The offense of negligent homicide carries a maximum punishment of three years in jail.
The Justice Ministry said the decision was made “after an in-depth review of the evidence, the circumstances of the case and the claims made during the hearing.”
The shooting occurred in the Haifa neighborhood of Kiryat Haim on June 30. According to the investigation, the off-duty officer who was with his children, intervened after his wife noticed that some teenagers had taken money from another boy. He then alerted the police hotline of the alleged theft, but the dispatched police car was delayed.
In the interim, according to the investigation, the officer and his family members were pelted with stones, including by Solomon Tekah, 19, prompting him to draw his weapon and fire at the ground. The bullet ricocheted and killed Tekah.

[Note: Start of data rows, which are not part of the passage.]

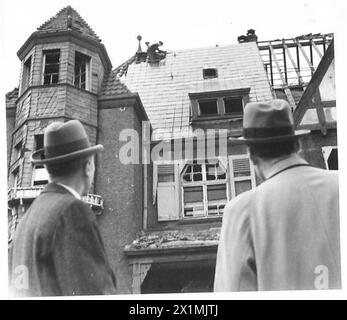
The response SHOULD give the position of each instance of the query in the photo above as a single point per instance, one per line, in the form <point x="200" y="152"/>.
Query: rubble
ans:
<point x="175" y="238"/>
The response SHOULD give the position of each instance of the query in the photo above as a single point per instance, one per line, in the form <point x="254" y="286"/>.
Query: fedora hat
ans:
<point x="63" y="142"/>
<point x="268" y="122"/>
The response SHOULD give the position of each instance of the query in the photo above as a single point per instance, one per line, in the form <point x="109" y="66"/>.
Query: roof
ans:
<point x="164" y="87"/>
<point x="113" y="86"/>
<point x="62" y="22"/>
<point x="175" y="239"/>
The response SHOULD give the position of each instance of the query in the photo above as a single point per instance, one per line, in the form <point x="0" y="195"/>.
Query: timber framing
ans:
<point x="311" y="97"/>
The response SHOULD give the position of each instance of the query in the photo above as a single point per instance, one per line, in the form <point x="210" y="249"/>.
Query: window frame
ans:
<point x="204" y="183"/>
<point x="87" y="72"/>
<point x="26" y="73"/>
<point x="44" y="53"/>
<point x="220" y="96"/>
<point x="326" y="151"/>
<point x="233" y="179"/>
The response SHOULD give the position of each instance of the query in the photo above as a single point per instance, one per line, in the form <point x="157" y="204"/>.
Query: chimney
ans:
<point x="140" y="55"/>
<point x="249" y="37"/>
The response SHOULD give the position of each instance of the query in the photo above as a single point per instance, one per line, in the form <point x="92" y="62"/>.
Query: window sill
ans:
<point x="211" y="118"/>
<point x="197" y="220"/>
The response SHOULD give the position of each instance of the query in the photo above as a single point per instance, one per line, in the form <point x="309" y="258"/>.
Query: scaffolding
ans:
<point x="290" y="63"/>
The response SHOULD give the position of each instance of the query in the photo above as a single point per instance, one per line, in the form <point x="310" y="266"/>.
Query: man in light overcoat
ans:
<point x="284" y="234"/>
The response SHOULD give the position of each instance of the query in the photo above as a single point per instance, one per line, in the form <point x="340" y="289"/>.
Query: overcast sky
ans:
<point x="180" y="24"/>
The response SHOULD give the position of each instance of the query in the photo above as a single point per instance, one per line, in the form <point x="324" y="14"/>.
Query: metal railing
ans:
<point x="30" y="193"/>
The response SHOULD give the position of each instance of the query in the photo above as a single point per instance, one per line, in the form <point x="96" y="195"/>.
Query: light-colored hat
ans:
<point x="63" y="142"/>
<point x="268" y="122"/>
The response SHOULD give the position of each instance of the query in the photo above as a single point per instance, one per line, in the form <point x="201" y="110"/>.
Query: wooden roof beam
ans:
<point x="297" y="71"/>
<point x="285" y="84"/>
<point x="308" y="61"/>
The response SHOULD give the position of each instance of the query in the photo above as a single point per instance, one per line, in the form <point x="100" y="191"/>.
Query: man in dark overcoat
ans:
<point x="57" y="248"/>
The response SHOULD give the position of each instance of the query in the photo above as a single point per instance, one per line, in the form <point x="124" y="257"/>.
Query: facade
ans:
<point x="160" y="220"/>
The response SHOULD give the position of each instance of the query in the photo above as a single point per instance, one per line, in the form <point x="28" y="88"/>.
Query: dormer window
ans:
<point x="208" y="107"/>
<point x="218" y="105"/>
<point x="210" y="73"/>
<point x="233" y="105"/>
<point x="51" y="62"/>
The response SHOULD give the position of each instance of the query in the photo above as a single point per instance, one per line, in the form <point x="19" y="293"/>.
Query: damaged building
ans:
<point x="161" y="221"/>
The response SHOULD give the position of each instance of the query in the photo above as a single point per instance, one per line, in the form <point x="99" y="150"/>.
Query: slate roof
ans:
<point x="164" y="87"/>
<point x="60" y="22"/>
<point x="113" y="86"/>
<point x="175" y="239"/>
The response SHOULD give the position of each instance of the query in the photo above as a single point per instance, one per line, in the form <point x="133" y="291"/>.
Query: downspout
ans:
<point x="145" y="196"/>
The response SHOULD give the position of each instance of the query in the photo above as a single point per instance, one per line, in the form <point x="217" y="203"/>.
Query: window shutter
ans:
<point x="167" y="192"/>
<point x="167" y="202"/>
<point x="242" y="175"/>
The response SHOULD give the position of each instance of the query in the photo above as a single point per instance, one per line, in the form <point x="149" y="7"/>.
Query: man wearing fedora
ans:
<point x="283" y="234"/>
<point x="57" y="248"/>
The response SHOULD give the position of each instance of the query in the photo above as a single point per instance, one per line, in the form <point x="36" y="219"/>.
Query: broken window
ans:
<point x="81" y="75"/>
<point x="51" y="66"/>
<point x="233" y="105"/>
<point x="15" y="178"/>
<point x="218" y="104"/>
<point x="208" y="107"/>
<point x="210" y="73"/>
<point x="40" y="174"/>
<point x="330" y="157"/>
<point x="18" y="149"/>
<point x="242" y="174"/>
<point x="26" y="74"/>
<point x="204" y="189"/>
<point x="38" y="141"/>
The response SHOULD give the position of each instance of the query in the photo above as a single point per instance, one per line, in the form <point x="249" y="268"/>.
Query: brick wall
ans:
<point x="122" y="188"/>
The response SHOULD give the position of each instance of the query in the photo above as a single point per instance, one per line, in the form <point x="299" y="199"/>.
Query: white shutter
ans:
<point x="242" y="174"/>
<point x="168" y="192"/>
<point x="167" y="205"/>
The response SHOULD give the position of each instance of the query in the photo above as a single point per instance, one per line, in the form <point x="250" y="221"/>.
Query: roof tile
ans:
<point x="61" y="22"/>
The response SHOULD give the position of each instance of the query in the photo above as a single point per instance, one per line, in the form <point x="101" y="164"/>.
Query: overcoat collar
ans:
<point x="54" y="187"/>
<point x="290" y="161"/>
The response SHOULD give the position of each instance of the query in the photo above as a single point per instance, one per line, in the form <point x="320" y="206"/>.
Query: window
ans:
<point x="166" y="188"/>
<point x="51" y="60"/>
<point x="15" y="178"/>
<point x="204" y="189"/>
<point x="26" y="74"/>
<point x="18" y="150"/>
<point x="210" y="73"/>
<point x="223" y="104"/>
<point x="208" y="107"/>
<point x="242" y="175"/>
<point x="330" y="157"/>
<point x="82" y="63"/>
<point x="38" y="141"/>
<point x="40" y="174"/>
<point x="233" y="105"/>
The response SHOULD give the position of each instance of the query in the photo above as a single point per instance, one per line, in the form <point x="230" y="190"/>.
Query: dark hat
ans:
<point x="268" y="122"/>
<point x="63" y="142"/>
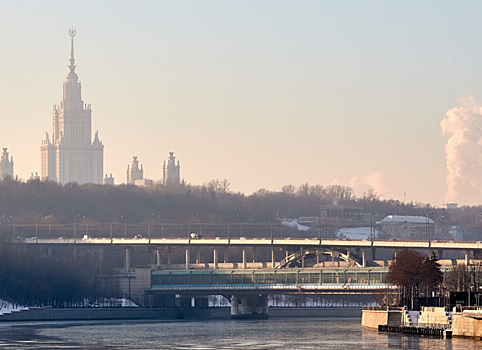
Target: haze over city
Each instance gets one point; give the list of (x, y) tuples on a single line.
[(370, 95)]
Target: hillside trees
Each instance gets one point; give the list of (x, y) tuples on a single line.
[(414, 272)]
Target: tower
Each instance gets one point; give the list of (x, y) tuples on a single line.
[(6, 165), (171, 171), (134, 173), (70, 155)]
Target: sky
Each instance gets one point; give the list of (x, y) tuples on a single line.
[(262, 93)]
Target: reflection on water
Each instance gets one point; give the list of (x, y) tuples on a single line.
[(299, 333)]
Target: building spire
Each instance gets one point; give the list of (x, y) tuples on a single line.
[(72, 33)]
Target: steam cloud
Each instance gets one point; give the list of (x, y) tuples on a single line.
[(463, 152)]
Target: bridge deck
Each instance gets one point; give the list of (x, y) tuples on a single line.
[(257, 242), (274, 281)]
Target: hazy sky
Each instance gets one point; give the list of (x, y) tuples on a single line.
[(262, 93)]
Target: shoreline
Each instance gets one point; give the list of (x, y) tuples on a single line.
[(93, 314)]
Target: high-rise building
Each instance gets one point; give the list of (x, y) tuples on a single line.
[(134, 173), (69, 154), (109, 180), (6, 165), (171, 171)]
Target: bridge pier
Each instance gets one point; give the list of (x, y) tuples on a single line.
[(169, 251), (127, 260), (467, 257), (245, 258), (215, 258), (249, 306), (158, 258), (188, 258), (226, 255), (198, 255)]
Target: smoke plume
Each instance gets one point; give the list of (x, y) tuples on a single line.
[(463, 152)]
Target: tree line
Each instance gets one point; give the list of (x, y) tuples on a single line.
[(31, 279), (49, 202)]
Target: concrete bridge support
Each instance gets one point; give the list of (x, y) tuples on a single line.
[(188, 258), (169, 251), (226, 255), (245, 258), (198, 255), (127, 260), (249, 306), (158, 258), (215, 258), (467, 257)]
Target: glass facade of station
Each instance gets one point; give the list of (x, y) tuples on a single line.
[(268, 277)]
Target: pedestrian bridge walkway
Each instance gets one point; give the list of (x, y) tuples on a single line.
[(272, 281)]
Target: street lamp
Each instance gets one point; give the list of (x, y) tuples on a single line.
[(427, 233)]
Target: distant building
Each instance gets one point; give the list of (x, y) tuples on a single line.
[(109, 180), (134, 173), (69, 154), (144, 183), (6, 165), (342, 212), (34, 177), (408, 227), (171, 170)]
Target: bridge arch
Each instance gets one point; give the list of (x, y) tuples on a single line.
[(294, 259)]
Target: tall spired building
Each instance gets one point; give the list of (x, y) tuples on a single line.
[(69, 154)]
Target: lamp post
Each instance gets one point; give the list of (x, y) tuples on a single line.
[(427, 233)]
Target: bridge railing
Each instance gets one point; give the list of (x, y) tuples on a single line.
[(268, 277)]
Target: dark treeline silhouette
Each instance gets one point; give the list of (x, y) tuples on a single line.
[(32, 279), (49, 202)]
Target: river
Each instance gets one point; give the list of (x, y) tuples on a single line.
[(281, 333)]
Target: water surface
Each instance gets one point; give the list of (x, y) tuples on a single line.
[(282, 333)]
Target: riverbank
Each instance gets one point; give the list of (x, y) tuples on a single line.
[(51, 314)]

The investigation’s findings largely concurred with the officer’s account of events, suggesting his life had been in danger, as he had claimed, and that he shot at the ground in the direction of the teenagers merely to scare them off, rather than injure them.
Prosecutors said the officer acted negligently by firing at the ground rather than in the air.
The killing of Tekah sparked nationwide protests, some of which turned violent. It immediately drew renewed accusations of police brutality and racism toward Israelis of Ethiopian descent. Days after the shooting, protesters across Israel blocked roads, burned tires, and denounced what they said was systemic discrimination against the community.
When the intended charges were announced in November, Zion Amir, an attorney who represents the Tekah family, slammed the decision.
“He’s a murderer and they [the Tekah family] feel he [Solomon] was murdered all over again,” said Amir.
The family sought a manslaughter charge against the policeman, which is punishable by up to 20 years behind bars.